振付家・演出家のフィリップ・ドゥクフレ(Philippe Decouflé)率いるカンパニーDCAが、6月29日(金)から7月1日(日)まで、彩の国さいたま芸術劇場にて『新作短編集(2017)-Nouvelles Pièces Courtes』を上演する。

©︎ Charles Freger
©︎ Charles Freger

誰もが予想できない、けれども美しくユーモアにあふれた世界を作り出す振付家・演出家フィリップ・ドゥクフレ。1992年、彼が31歳の時に手がけたアルベールビル冬季オリンピック開・閉会式では、サーカスと映像トリック、ダンスが交錯する斬新な演出で世界中の人々を魅了した。その後、自身のダンス・カンパニーDCAの作品は世界各国で上演され、ほかにもサーカス集団「シルク・ドゥ・ソレイユ」や老舗キャバレー「クレイジーホース・パリ」のショーの演出・振付など、舞台芸術の最前線で様々な表現に取り組んでいる。また、日本との関係も深く、2003年には日仏中の国際共同製作で横浜と山口に2ヶ月間滞在し『イリス』を創作、日本初演している。そして2016年には楳図かずお原作『わたしは真悟』のミュージカルを、日本人キャストで上演した。

© Laurent Philippe

日本文化が好き、そして漫画好きであることを公言するドゥクフレはこう語っている。「子どもの頃は、漫画家になることを夢見ていました。絵を描くことは私の創作の出発点。アイデアを投げ込み、頭に浮かんだ映像をスケッチするのです。漫画やミュージカル、ナイトクラブのダンスなどが私の文化です。私には、動きの中から奇妙で極端でクレイジーなものを創り出したいという欲求が常にあります。いつも転倒寸前の、バランスを崩したスタイルのダンスを求めています。いたずらで危なっかしく、漫画的な間違いの繰り返しを発展させてきたのです」

© Laurent Philippe© Laurent Philippe

今回上演される『新作短編集(2017)-Nouvelles Pièces Courtes』は、不可思議な架空の部族ダンス、トリッキーな影絵のデュエット、夢のような空中パフォーマンスなどが、次から次へと展開する。なかでも日本の伝統や現代文化へのオマージュを捧げた小品に注目したい。葛飾北斎の浮世絵、坂東玉三郎の歌舞伎、現代日本の街の情景からインスピレーションを受けた表現など、日本への想いがつまっている。

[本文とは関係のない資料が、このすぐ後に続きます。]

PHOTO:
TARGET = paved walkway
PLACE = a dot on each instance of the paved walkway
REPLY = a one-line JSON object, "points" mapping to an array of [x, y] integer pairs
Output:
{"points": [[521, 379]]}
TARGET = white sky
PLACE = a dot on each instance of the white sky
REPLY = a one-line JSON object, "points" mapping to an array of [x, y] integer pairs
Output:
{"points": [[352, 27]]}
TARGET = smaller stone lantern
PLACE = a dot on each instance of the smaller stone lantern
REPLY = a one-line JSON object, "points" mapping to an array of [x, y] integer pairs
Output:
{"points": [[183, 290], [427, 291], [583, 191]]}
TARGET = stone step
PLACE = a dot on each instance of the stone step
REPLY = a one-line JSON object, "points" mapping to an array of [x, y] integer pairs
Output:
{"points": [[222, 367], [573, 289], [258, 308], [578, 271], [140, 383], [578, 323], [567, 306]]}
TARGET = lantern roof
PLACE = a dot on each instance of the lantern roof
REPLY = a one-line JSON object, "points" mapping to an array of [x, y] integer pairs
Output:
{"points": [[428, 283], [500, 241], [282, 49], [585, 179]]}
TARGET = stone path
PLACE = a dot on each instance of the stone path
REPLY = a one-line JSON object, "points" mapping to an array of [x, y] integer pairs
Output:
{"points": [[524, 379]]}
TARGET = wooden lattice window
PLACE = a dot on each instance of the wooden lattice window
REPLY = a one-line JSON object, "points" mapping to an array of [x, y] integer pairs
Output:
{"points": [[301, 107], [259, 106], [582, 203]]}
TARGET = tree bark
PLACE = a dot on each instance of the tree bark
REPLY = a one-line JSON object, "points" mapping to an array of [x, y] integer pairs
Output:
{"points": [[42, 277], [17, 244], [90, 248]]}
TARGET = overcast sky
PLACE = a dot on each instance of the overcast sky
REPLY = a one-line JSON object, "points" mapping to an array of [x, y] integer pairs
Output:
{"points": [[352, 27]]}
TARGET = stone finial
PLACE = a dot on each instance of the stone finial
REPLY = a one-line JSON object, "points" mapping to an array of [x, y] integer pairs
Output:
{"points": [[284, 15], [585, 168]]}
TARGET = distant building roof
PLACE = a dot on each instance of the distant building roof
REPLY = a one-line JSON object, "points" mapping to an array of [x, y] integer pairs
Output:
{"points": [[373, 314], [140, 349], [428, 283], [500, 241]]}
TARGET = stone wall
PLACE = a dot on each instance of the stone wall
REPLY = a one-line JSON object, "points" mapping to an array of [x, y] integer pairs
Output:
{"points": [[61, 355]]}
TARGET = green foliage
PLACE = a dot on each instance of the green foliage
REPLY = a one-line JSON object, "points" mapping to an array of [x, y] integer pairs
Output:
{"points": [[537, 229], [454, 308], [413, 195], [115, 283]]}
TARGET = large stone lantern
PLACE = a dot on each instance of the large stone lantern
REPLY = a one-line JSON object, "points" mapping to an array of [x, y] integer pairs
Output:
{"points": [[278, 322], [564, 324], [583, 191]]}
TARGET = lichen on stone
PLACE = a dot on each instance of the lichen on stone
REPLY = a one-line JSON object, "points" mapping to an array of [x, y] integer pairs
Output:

© Laurent Philippe© Laurent Philippe

© Laurent Philippe© Laurent Philippe

本公演には、子どもチケット(4歳から中学生)もあり、年齢を問わずに楽しむことができる。そして、彩の国さいたま芸術劇場公演の後、北九州や滋賀でも上演される。

子どもから大人まで、見る人の心を奪う、ドゥクフレの摩訶不思議なワンダーランドへぜひ足を踏み入れて!

また、1987年にドゥクフレが手がけたNew Orderの『True Faith』の伝説的MVも、今なお胸を震わす素晴らしさ、こちらもぜひ。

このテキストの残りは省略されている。